In the first multicenter, double-blind, randomized, placebo-controlled trials of the safety of botulinum toxin type A in the treatment of glabellar lines, performed by Carruthers and colleagues in 2002, out of the 264 patients studied (BoNT-A 203, placebo 61), 5.4% (11/203) had mild blepharoptosis in the BoNT-A group, which had resolved by day 120. The group’s second multicenter randomized trial for safety and efficacy, published 1 year later, showed that in 273 patients (BoNT-A 202, placebo 71) the most common adverse event was headache (BoNT-A 11%, placebo 20%). In this study the incidence of blepharoptosis was 1% (2/202) for the botulinum toxin group. The incidence of blepharoptosis decreased with subsequent treatments in a 1-year follow-up study of the two trials where botulinum toxin was administered to glabellar rhytides at day one and then at two subsequent treatments 4 months apart.

A meta-analysis by Brin et al of the safety and tolerability of onabotulinumtoxinA, from global clinical studies in 1678 participants, demonstrated that the only adverse events with significantly greater incidence in the onabotulinumtoxinA group compared with placebo were eyelid sensory disorder (2.5% versus 0.3%, p = 0.004; verbatim phrases ‘tight’, ‘pressured’, ‘heavy’, ‘drooping feeling’, ‘feeling of droopiness’), and eyelid ptosis (1.8% versus 0%, p = 0.02), both present only in glabellar studies. Eyelid sensory disorder was more common in Asian patients. Both adverse events decreased with subsequent treatment cycles. Interestingly, acne, injection site pruritus, oral herpes, rash, lower respiratory tract infection, dental caries, and eye pain were significantly more common in placebo controls than in the onabotulinumtoxinA-treated patients.

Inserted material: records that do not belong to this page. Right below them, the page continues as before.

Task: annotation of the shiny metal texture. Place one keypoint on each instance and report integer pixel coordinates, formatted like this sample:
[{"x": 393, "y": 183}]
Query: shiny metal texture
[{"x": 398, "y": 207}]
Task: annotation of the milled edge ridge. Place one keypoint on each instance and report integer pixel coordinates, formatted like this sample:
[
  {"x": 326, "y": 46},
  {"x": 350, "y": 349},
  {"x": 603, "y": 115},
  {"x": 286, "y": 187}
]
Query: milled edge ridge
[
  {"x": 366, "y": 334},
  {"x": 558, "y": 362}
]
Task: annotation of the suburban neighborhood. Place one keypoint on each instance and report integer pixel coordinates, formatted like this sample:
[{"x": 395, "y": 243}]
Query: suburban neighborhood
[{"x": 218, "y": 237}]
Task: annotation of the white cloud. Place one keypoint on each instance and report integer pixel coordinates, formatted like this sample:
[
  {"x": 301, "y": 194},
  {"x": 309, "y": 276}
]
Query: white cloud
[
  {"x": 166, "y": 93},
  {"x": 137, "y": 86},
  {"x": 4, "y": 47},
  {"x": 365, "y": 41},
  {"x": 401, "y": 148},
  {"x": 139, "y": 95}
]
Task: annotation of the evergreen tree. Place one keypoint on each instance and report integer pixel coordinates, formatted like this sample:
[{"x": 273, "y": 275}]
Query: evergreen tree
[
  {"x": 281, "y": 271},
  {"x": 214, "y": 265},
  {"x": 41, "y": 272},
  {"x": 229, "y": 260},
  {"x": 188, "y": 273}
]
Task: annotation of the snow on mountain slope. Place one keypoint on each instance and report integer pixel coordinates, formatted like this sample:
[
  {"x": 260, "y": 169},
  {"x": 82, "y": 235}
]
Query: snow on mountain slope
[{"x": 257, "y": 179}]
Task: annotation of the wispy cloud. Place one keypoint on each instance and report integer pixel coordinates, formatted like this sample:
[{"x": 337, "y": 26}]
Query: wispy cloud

Botulinum toxin-induced lid ptosis can manifest within 48 hours or as late as a week after injection, and can last for weeks. Vartanian & Dayan found that it typically resolves within 2–6 weeks.

Apraclonidine 0.5% (Iopidine^®, Alcon Labs, Fort Worth, Texas), naphazoline (Naphcon-A^®, Alcon Labs) and phenylephrine 2.5% (Mydfrin^® 2.5%, Alcon Labs) are alpha-adrenergic agonist ophthalmic eye drops that may be used to correct eyelid ptosis as a result of botulinum toxin injection. The alpha-adrenergic agonist effect stimulates Müller’s muscle to help elevate the ptotic eyelid. Typical dosage is 2 drops, 2–3 times a day, until the ptosis is resolved. GaAs laser was also reported by Majlesi to improve upper eyelid ptosis as a result of botulinum toxin injection.

Conclusion

Botulinum toxin injection of the glabella is a safe and proven treatment for glabellar rhytides and may also provide eyebrow elevation. Patient satisfaction with botulinum toxin type A treatment is consistently high and a review by Fagien & Carruthers of patient-reported outcomes indicated significant improvement, demonstrating that treatment significantly improves patient self-perceptions and reduced perceived age relative to current age by approximately 5 years.